Le Mystère d’Edwin Drood, Charles Dickens

9782221115800Un bon moment ♥ ♥

Bonjour à tous !

Je vous retrouve aujourd’hui avec un nouveau roman de Dickens. J’en suis d’ailleurs à mon troisième roman de l’auteur, et je n’ai encore lu ni Oliver Twist ni David Copperfield ! Je crois bien que ça relève de l’exploit haha !

J’ai adoré retrouver la plume de Dickens. Après le temps d’adaptation nécessaire – qui avait rendu ma lecture des Grandes espérances un peu mitigée – le célèbre britannique est en passe de devenir un de mes auteurs favoris.

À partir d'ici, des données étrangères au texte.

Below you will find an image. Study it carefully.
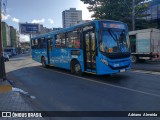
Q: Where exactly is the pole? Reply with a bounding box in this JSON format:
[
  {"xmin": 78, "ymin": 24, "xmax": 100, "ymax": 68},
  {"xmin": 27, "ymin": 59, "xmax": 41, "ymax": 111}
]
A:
[
  {"xmin": 132, "ymin": 0, "xmax": 135, "ymax": 31},
  {"xmin": 0, "ymin": 0, "xmax": 6, "ymax": 81}
]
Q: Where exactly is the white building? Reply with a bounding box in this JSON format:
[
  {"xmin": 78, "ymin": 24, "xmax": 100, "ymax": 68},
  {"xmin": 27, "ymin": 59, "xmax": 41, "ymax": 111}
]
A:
[
  {"xmin": 6, "ymin": 24, "xmax": 12, "ymax": 46},
  {"xmin": 62, "ymin": 8, "xmax": 82, "ymax": 28}
]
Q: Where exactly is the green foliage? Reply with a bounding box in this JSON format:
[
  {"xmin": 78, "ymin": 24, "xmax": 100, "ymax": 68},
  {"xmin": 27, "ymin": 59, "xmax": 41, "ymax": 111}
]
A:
[{"xmin": 81, "ymin": 0, "xmax": 150, "ymax": 29}]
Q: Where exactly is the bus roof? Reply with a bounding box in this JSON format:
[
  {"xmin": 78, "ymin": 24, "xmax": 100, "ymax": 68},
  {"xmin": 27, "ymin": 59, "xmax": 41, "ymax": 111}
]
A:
[{"xmin": 32, "ymin": 20, "xmax": 126, "ymax": 39}]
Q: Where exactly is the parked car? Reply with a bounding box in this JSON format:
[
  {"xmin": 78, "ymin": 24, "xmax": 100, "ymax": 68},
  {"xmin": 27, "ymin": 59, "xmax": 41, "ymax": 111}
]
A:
[{"xmin": 3, "ymin": 53, "xmax": 9, "ymax": 62}]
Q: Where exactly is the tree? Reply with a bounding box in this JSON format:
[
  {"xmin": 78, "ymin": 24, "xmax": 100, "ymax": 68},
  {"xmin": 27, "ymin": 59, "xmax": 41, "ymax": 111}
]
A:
[{"xmin": 81, "ymin": 0, "xmax": 150, "ymax": 30}]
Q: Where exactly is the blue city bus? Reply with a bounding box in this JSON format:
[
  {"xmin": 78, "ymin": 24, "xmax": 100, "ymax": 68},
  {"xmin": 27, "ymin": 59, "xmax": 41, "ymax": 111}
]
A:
[{"xmin": 31, "ymin": 20, "xmax": 131, "ymax": 75}]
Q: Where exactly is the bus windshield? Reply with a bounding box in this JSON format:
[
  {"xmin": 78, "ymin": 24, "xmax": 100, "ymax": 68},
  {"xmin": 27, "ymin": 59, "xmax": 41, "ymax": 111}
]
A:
[{"xmin": 100, "ymin": 29, "xmax": 129, "ymax": 53}]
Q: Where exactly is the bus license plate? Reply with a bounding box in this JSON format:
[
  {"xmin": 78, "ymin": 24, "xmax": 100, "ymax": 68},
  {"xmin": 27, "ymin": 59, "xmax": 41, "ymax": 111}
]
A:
[{"xmin": 120, "ymin": 69, "xmax": 126, "ymax": 72}]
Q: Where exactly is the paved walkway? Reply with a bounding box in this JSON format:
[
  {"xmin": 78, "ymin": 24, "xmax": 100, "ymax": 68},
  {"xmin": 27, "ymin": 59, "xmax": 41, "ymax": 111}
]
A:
[{"xmin": 0, "ymin": 80, "xmax": 44, "ymax": 120}]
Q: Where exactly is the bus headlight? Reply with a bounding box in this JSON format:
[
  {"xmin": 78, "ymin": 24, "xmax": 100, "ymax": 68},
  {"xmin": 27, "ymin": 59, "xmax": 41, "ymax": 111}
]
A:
[{"xmin": 101, "ymin": 58, "xmax": 108, "ymax": 65}]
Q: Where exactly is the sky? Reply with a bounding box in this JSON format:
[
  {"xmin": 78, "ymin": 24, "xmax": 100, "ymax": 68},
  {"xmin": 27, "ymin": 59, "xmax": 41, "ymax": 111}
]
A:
[
  {"xmin": 2, "ymin": 0, "xmax": 92, "ymax": 41},
  {"xmin": 2, "ymin": 0, "xmax": 91, "ymax": 29}
]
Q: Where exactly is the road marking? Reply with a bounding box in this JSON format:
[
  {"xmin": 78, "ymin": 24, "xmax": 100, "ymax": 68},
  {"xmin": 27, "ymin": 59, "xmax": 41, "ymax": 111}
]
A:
[
  {"xmin": 39, "ymin": 67, "xmax": 160, "ymax": 97},
  {"xmin": 132, "ymin": 70, "xmax": 160, "ymax": 75}
]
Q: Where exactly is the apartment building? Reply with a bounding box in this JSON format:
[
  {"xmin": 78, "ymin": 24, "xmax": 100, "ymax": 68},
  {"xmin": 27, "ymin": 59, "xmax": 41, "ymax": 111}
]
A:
[{"xmin": 62, "ymin": 8, "xmax": 82, "ymax": 28}]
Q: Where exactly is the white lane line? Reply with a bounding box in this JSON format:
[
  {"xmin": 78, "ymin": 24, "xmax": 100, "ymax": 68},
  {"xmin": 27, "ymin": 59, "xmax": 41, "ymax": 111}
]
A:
[{"xmin": 39, "ymin": 67, "xmax": 160, "ymax": 97}]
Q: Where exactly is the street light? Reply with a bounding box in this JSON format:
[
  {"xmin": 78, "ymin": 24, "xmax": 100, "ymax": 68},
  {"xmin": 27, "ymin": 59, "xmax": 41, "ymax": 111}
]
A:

Pour moi, Dickens est avant tout un merveilleux créateur d’ambiance. A chaque fois on entre dans un monde, on découvre une multitude de personnages, on sent quelque chose de sombre ou de grave qui nous guette, on s’immisce dans les dialogues ô combien plus sophistiqués que notre langage actuel. L’auteur a le don pour nous tenir en alerte et nous donner l’impression qu’un drame va se produire sans prévenir à la page suivante.

Ses romans portent en eux je ne sais quel charme du XIXème siècle. On sent bien qu’aujourd’hui les auteurs n’écriraient plus ainsi, et cela rend la lecture d’autant plus appréciable – que ce soit par la qualité du style et du vocabulaire, la manière de s’adresser au lecteur et de faire allusion à ce qu’il va se passer plus tard dans le récit, ou encore la façon dont il dresse le portrait moral de ses personnages.

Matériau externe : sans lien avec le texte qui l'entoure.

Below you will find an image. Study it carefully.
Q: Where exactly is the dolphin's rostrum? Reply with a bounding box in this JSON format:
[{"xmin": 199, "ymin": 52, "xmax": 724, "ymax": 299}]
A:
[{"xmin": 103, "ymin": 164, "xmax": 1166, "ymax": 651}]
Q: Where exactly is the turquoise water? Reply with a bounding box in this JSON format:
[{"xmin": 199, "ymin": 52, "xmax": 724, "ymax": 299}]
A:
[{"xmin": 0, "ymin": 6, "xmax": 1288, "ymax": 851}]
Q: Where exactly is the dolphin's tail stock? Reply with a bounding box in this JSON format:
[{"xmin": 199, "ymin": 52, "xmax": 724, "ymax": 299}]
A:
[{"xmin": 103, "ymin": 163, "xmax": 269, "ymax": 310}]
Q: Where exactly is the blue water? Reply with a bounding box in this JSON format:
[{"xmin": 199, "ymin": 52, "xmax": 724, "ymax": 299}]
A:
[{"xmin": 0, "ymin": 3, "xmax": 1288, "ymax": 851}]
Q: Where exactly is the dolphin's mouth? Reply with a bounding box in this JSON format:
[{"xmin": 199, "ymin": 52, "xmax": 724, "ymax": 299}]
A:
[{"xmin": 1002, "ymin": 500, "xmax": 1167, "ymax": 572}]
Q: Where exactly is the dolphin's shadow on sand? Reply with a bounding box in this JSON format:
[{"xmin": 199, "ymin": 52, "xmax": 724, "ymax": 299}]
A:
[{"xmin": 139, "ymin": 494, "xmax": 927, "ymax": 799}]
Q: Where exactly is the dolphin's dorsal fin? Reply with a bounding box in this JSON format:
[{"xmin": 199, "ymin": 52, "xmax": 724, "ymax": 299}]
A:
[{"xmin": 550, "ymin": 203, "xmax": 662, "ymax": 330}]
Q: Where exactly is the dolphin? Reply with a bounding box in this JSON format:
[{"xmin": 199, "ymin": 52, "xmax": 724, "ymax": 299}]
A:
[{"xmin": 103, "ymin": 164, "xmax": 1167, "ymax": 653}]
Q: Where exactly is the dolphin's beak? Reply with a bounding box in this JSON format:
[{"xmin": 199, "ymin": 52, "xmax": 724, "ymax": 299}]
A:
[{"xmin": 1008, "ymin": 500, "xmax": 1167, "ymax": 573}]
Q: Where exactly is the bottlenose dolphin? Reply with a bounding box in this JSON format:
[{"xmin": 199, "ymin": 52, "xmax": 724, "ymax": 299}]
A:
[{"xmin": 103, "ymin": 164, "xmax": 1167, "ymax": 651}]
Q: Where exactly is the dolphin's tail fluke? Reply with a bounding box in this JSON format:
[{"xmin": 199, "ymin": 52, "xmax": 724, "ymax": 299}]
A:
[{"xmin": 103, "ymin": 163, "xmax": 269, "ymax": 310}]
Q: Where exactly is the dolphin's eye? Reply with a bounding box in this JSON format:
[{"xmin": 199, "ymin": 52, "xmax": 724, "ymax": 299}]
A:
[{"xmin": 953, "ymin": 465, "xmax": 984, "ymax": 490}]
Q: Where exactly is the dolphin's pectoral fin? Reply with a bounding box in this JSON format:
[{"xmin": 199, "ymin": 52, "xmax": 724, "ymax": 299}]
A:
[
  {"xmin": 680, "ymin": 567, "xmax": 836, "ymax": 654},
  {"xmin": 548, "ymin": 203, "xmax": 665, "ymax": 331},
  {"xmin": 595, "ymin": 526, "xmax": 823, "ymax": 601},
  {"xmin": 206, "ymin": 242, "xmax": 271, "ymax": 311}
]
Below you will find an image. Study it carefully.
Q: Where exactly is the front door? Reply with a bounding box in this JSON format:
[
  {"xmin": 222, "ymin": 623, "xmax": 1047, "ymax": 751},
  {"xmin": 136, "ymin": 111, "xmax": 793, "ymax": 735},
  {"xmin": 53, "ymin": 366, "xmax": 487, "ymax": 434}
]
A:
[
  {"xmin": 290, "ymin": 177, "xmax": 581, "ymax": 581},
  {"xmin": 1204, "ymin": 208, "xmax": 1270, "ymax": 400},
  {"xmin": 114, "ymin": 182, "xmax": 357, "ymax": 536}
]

Je ne voudrais pas trop vous dévoiler l’intrigue, car je pense que l’ignorer est une des clés pour bien apprécier ce roman. Comme à son habitude, Dickens prend le temps de présenter ses personnages, d’habituer le lecteur à leurs caractéristiques et au contexte, pour mieux nous faire sentir ce qui pourrait se passer. Des petites précisions par-ci-par-là, des révélations sur le passé ou le défaut d’un personnage sont ainsi autant d’indices sur la suite de l’histoire. Comme dans les Grandes Espérances, Dickens aime développer plusieurs intrigues avec des personnages sans lien les uns avec les autres, et les faire se rejoindre à la fin.

Le roman se situe à Cloisterham, ville d’Angleterre remarquable par ses vestiges historiques et sa cathédrale. Il y a d’abord Jasper, personnage atypique, mystérieux, maître de chœur de l’église, fumeur d’opium et dévoué à son neveu qu’il adore. Il y a ensuite le fameux neveu éponyme, Edwin Drood, un jeune garçon qui peut paraître assez antipathique, sûr de lui, surtout envers la jeune fille à qui il est fiancé depuis l’enfance. Rosa Bud, justement, est une jeune orpheline admirée de tous par sa beauté et sa gentillesse, malheureuse de son destin tout tracé. Je citerais enfin le révérend Septimus Crisparkle, homme d’église qui détonne par sa bonté et sa pureté. Mais bien d’autres personnages entrent en scène (peut-être un peu trop par moment pour la clarté du récit ^^). Sans vous en dire plus, l’intrigue est liée à un mystère autour d’Edwin Drood. Ah bon, on s’en doutait pas du tout avec un titre pareil ! Quoi, je tiens à le garder, moi, ce mystère !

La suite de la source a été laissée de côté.